Some of her responses are both informative and insightful – she susses out more information regarding the ratio of women-submitted videos and realizes that the initial reaction to being on TV made her (temporarily) lose sight of the fact that Anderson Cooper completely misdirected her question from a policy discussion to one of personal responsibility.

But one important thing Mackely notes is that she’s hardly a veteran of video-blogging. As she states:

The thing I’d hope you’d take away from this is that you can have a huge impact on the media discussion with relatively little effort. I posted my very first video a month ago and have since seen it on CNN as a question posed to the Democratic presidential candidates.
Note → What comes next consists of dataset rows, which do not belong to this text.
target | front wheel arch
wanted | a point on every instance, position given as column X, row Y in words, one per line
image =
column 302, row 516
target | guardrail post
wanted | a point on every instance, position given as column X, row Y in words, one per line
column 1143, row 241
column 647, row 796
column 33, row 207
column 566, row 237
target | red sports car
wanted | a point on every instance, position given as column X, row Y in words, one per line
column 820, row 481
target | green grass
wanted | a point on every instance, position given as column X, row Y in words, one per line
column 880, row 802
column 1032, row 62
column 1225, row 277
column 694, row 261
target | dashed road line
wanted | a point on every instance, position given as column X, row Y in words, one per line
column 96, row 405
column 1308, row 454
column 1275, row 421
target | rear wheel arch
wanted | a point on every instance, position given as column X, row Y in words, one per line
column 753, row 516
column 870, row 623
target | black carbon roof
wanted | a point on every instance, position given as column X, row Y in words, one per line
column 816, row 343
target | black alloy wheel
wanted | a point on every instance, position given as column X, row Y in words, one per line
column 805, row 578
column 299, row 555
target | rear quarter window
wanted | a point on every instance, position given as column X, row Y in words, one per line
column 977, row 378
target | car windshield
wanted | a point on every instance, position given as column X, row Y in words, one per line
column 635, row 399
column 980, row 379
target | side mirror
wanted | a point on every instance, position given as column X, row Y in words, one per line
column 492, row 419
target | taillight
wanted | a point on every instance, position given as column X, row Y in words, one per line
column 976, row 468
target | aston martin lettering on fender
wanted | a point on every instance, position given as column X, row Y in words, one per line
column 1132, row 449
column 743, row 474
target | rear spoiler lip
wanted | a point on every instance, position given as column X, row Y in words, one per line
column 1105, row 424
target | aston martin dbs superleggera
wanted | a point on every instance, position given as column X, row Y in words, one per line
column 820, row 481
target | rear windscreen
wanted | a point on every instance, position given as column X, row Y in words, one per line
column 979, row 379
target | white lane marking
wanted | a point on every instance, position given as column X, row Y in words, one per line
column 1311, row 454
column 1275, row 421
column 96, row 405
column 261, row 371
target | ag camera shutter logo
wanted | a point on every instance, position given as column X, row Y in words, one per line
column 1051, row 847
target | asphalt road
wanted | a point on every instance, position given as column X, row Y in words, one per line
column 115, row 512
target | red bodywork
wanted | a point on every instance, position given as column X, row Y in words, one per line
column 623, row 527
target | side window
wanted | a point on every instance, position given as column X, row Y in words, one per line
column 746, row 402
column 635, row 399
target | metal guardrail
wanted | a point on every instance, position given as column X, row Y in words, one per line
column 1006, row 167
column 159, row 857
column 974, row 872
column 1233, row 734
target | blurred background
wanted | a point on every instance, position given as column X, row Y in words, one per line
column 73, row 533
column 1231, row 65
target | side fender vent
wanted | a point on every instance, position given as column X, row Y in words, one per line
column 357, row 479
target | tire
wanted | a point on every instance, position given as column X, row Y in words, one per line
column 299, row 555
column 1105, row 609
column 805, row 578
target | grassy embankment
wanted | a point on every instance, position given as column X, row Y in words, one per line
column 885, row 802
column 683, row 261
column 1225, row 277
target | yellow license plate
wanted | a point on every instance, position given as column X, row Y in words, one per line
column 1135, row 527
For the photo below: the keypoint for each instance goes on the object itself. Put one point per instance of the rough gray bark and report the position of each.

So it’s not as difficult as you would think to add your own voice to the public debate that we’re having about the presidential candidates right now or any political topic. And you might end up influencing the debate in ways you would never imagine.
It’s good to remember that commentary isn’t divided into “experts” and “novices” – even in blogging. The technical aspects of providing commentary however probably can seem daunting, whether its putting up a blog or posting something to YouTube.

I meant to point people to this article in the Washington Post a few days ago. Binary America: Split in Two by A Digital Divide which discusses the fact that a few miles from where the debate was staged existed a place where residents could only access the internet, let alone high-speed access, with great difficulty.
There exists "two Americas," as John Edwards, South Carolina's own son, likes to say: an America for the rich and an America for the poor. But what Edwards and the rest of the presidential field have yet to adequately address are the two Americas online: one that's connected to high-speed Internet -- socializing, paying bills, uploading debate questions to presidential candidates on YouTube -- and one that's not. This is the digital divide, now more than a decade old, a rarely discussed schism in which the unconnected are second-class citizens. In some parts of this so-called Internet ghetto, the screech of a telephone modem dialing up to get online is not uncommon. And with dial-up, YouTube is impossible to use.
The digital divide is practically ignored as a political issue.

And though a study released last month by the Pew Internet & American Life Project found that broadband use among African American adults increased from 14 percent in 2005 to 40 percent this year, blacks continue to lag behind whites and English-speaking Latinos. In fact, a great number of American households , especially in rural areas and poorer parts of cities such as Charleston, are without broadband.
...
"At one level, the YouTube debate shows that the Web has really become a centerpiece of American political culture," adds Lee Rainie, director of Pew Internet. "At another level, it also shows that the debate is not for everybody. It's certainly not available to all Americans."
And since the internet is sometimes assumed to be the domain of the young, what will happen if young people grow up with much access? Will they then fall behind their more technologically advanced peers, the kind who have home computers and high-speed connection. That’s why the story about 14-year-old Tiara Reid struck me.
That is especially true at Cooper River Courts, where Tiara Reid, 14, in her jeans shorts and pink striped top, runs up and down the complex asking friends if anyone wants to go the library. Finally her mom, Jossie, who works at a deli, drives her and a neighbor's daughter. With school out and without Internet access at home, the library is the only place where she can go on the Web -- for a maximum of two hours a day. Says Tiara: "It's 10 minutes to get to the library if someone drives you. It's 15 minutes if you take the 30 bus. It's about 30 minutes if you walk."
Sure, she knows how to use e-mail and MySpace, but she’s clearly at a disadvantage because she is not acquiring the same comfort levels with the internet that other children are. And because the internet is such a resource, those who only get it in minimal levels really are deprived of information that is useful, everything from greater access to media to more information about their public schools.